On my Pitbulls.org site, I noticed Google indexing multiple versions of the same page. This is known as duplicate content and it can penalize your rankings. Given that I had already modified my robots.txt file specifically to prevent this type of thing, I was a little confused.
But the solution was simple. It turns out that Quicktabs creates "unique" URLs of pages it is displayed on, so it can do the correct action when a user clicks on a tab.
So on my site, for instance, the "Most Popular" tab is link with "http://www.pitbulls.org/content/welcome-pitbullsorg?quicktabs_1=0#quicktabs-1"
And Google indexes this link, thinking it's a seperate page from http://www.pitbulls.org/content/welcome-pitbullsorg . But it's not.
Don't worry. The solution is simple.
In your robots.txt file, put the line: Disallow: /*quicktabs_*
And this little problem is solved.
UPDATE: After some more research, the above might not resolve the problem completly. Google cannot crawl the url, but they can still see it and may put it in the index. A robots.txt block is better than nothing, but it might still pass pagerank to page you don't want to rank.

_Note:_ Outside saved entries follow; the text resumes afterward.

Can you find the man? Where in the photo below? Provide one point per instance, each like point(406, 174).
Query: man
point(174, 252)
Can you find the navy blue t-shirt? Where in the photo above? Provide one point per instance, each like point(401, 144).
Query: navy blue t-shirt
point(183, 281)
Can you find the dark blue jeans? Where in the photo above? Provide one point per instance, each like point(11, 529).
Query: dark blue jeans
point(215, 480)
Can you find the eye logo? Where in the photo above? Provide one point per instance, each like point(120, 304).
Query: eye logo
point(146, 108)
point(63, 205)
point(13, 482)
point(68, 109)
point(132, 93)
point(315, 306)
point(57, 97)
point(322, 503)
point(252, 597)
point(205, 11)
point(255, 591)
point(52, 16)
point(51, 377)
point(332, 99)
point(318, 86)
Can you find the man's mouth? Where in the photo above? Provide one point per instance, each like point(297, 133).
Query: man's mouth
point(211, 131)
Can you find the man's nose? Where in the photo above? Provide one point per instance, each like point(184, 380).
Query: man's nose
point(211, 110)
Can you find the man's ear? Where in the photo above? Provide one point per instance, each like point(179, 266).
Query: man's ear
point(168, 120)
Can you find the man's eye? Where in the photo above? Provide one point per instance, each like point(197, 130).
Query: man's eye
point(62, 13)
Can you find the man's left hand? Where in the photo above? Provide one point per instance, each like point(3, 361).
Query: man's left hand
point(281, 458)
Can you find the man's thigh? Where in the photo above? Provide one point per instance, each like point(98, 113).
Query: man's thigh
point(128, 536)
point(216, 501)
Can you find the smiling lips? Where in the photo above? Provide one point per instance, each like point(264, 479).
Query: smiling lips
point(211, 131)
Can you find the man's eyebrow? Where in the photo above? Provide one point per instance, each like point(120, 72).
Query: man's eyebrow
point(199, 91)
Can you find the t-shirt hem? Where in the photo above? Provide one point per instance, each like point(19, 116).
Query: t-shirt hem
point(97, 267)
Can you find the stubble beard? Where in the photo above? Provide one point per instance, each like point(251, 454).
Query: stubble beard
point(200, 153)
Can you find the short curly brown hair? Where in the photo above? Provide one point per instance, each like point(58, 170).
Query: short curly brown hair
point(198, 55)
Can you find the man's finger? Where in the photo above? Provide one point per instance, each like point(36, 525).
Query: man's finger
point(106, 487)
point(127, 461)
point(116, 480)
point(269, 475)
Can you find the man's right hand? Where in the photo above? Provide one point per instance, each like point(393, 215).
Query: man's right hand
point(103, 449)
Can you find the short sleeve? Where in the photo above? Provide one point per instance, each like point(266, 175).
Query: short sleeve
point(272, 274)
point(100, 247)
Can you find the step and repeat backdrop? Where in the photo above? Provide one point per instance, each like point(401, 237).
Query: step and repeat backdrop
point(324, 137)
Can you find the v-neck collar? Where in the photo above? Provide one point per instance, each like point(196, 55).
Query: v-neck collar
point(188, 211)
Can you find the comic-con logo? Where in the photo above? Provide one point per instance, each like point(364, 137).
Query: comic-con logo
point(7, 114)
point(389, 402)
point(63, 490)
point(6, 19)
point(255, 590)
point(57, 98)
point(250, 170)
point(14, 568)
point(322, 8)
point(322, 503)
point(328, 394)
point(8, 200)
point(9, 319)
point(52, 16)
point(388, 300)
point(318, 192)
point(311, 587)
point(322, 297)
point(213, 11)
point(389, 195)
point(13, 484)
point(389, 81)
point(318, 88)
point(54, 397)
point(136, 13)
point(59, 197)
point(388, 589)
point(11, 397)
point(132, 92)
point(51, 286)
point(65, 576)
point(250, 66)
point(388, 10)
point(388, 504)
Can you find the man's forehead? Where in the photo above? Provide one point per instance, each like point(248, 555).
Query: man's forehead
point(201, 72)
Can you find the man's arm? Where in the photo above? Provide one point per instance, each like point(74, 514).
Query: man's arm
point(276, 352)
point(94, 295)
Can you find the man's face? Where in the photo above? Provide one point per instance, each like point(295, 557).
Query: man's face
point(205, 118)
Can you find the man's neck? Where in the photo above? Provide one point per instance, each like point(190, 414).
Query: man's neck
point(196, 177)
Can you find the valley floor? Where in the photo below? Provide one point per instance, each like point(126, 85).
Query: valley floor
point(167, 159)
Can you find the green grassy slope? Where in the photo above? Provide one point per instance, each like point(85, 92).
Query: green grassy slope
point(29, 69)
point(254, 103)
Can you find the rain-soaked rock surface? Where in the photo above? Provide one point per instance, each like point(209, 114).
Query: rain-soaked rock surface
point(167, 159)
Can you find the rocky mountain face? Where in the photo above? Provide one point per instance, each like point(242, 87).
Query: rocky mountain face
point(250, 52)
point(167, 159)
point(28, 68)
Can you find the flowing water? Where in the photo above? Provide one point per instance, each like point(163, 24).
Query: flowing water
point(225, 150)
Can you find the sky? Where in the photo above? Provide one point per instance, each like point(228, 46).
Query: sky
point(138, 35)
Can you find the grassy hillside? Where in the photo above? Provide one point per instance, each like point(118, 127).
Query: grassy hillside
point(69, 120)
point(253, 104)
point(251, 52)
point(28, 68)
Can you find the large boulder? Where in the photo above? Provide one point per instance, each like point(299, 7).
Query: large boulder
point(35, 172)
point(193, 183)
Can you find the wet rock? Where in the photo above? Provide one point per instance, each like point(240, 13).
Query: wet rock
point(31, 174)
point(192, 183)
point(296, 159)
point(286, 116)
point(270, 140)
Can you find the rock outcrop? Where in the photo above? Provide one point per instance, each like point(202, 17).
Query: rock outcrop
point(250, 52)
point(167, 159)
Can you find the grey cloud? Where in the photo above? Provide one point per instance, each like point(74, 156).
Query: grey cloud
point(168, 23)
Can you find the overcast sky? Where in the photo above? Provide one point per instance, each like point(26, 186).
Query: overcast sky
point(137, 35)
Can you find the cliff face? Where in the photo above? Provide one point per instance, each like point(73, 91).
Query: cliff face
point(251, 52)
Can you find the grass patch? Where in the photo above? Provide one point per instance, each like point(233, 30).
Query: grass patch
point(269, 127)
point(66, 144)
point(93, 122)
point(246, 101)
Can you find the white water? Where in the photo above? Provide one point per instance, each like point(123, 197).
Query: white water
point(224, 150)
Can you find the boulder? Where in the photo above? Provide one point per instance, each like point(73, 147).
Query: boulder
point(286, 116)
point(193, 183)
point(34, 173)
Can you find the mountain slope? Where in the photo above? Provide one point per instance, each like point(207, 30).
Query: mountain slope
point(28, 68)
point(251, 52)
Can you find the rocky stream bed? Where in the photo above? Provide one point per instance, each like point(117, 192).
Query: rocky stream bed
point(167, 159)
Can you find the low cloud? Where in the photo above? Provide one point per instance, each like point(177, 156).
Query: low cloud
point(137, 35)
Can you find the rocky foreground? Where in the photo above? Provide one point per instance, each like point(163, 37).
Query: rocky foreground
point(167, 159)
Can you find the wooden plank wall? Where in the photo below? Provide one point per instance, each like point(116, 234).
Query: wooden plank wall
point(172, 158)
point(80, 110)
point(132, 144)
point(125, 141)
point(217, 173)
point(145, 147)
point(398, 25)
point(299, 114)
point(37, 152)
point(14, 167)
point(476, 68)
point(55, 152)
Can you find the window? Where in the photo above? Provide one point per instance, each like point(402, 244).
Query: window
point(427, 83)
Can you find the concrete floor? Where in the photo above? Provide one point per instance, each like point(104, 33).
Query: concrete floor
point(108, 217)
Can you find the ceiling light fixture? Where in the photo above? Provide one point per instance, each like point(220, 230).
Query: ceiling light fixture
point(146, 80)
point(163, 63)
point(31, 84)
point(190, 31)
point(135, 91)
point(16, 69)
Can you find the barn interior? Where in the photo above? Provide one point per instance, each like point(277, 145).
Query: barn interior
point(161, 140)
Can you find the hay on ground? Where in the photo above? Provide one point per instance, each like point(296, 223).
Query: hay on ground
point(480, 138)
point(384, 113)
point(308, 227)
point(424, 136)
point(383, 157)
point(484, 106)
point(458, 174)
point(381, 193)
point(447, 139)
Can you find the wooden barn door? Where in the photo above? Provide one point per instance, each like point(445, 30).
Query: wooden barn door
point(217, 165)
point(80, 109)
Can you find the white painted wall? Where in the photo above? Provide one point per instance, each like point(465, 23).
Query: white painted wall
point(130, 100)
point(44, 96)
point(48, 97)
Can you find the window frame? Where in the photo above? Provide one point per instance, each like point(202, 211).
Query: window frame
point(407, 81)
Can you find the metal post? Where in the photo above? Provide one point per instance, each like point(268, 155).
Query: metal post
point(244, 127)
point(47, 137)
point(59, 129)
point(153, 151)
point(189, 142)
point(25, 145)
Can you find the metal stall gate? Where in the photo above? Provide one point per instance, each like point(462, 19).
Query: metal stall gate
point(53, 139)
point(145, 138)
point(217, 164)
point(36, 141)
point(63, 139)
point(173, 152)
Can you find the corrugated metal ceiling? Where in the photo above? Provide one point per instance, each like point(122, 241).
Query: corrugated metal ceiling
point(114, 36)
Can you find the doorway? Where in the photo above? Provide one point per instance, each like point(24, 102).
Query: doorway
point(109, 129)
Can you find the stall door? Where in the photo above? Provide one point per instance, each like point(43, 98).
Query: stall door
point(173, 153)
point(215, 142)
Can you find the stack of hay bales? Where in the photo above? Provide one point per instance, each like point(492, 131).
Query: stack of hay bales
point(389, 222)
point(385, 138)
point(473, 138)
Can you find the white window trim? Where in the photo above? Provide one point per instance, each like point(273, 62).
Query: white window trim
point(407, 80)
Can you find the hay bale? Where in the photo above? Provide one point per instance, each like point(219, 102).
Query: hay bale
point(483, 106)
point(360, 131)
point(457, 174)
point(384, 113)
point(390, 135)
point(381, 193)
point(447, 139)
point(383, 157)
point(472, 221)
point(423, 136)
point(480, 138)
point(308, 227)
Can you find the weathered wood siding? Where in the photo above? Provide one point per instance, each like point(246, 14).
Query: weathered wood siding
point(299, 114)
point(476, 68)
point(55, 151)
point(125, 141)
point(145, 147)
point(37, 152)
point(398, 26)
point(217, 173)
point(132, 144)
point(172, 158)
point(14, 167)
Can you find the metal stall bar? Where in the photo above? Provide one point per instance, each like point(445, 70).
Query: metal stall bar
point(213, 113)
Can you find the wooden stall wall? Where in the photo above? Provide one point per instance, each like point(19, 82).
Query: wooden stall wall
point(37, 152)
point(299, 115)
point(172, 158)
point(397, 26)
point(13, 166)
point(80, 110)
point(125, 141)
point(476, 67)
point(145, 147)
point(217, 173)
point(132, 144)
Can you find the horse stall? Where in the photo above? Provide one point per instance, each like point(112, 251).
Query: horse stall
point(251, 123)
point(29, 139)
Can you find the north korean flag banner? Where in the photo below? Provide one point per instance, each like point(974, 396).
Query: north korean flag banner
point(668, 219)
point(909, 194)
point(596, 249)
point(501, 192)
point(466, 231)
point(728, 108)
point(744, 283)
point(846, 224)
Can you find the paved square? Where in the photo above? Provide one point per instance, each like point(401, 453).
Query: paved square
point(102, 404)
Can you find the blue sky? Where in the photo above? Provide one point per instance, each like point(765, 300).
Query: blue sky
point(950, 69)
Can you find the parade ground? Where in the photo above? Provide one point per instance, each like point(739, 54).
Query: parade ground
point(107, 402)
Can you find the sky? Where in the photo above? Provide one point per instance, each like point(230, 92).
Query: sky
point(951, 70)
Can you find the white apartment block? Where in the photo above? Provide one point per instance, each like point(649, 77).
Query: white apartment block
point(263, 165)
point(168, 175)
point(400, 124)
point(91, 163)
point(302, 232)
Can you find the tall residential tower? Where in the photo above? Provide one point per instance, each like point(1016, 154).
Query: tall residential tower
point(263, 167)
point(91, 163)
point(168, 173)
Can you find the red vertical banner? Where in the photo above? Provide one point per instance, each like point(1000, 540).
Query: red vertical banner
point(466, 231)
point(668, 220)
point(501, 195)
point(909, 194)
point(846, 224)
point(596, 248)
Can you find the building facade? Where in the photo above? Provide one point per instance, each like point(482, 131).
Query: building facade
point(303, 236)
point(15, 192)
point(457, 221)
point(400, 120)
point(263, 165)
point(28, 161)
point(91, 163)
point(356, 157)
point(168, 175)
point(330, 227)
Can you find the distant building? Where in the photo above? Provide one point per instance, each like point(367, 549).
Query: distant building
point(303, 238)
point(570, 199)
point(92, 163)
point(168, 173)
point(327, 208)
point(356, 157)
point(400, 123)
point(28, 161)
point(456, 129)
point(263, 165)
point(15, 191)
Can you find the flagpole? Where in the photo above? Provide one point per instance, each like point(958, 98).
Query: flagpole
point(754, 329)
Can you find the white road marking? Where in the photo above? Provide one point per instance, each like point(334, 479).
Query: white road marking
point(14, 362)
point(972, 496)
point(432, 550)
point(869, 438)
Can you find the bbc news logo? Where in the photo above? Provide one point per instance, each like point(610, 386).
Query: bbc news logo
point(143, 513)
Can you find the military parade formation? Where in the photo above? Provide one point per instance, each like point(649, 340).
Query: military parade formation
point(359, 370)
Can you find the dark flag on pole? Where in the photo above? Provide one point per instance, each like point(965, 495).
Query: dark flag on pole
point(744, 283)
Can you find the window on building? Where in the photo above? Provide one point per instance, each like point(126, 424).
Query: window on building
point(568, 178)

So there are two possible ways to solve this. And if you use one of these ways, do not use Disallow in robots.txt, because then the bot will not be able to see what you are doing.
One is with the canonical tag. This tells search engines to look to another page for the "real" content. This is also a useful tag for pages of data that can be sorted. The data is the essentially the same, just in a different order, and so you don't really want search engines to treat them as seperate pages. For example, lets say you had http://www.example.com/data and when you sorted the data the url ended up being http://www.example.com/data?sort=blahblahblah.
Since it's a different URL, a search engine will treat it as a different page. But you don't want that. So you add:
<link rel="canonical" href="http://www.example.com/data"/>
between the <head> tags of http://www.example.com/data?sort=blahblahblah page so it points back to the core page.
You can read more about it at http://www.google.com/support/webmasters/bin/answer.py?answer=139394
The Nodewords module can help you add canonical tags to nodes, so even if the path has extra variables, it will be pointing to the correct canonical URL.
If a page has a robots "NOINDEX, FOLLOW" meta tag, search engines will crawl the page, but will not add it to the index, so the page will not show up in the results and not count as duplicate content.
<meta name="robots" content="noindex, follow">
The "follow" is very important. It allows any links on the page to continue to pass link juice to other pages.
Nodewords can also help you add this to nodes and pages, however it is less useful in this case because you can't easily target pages that only have extra query strings. And misues of the NOINDEX tag can have severe consequences for your site.
So I recommend you use the "canonical URLs" solution.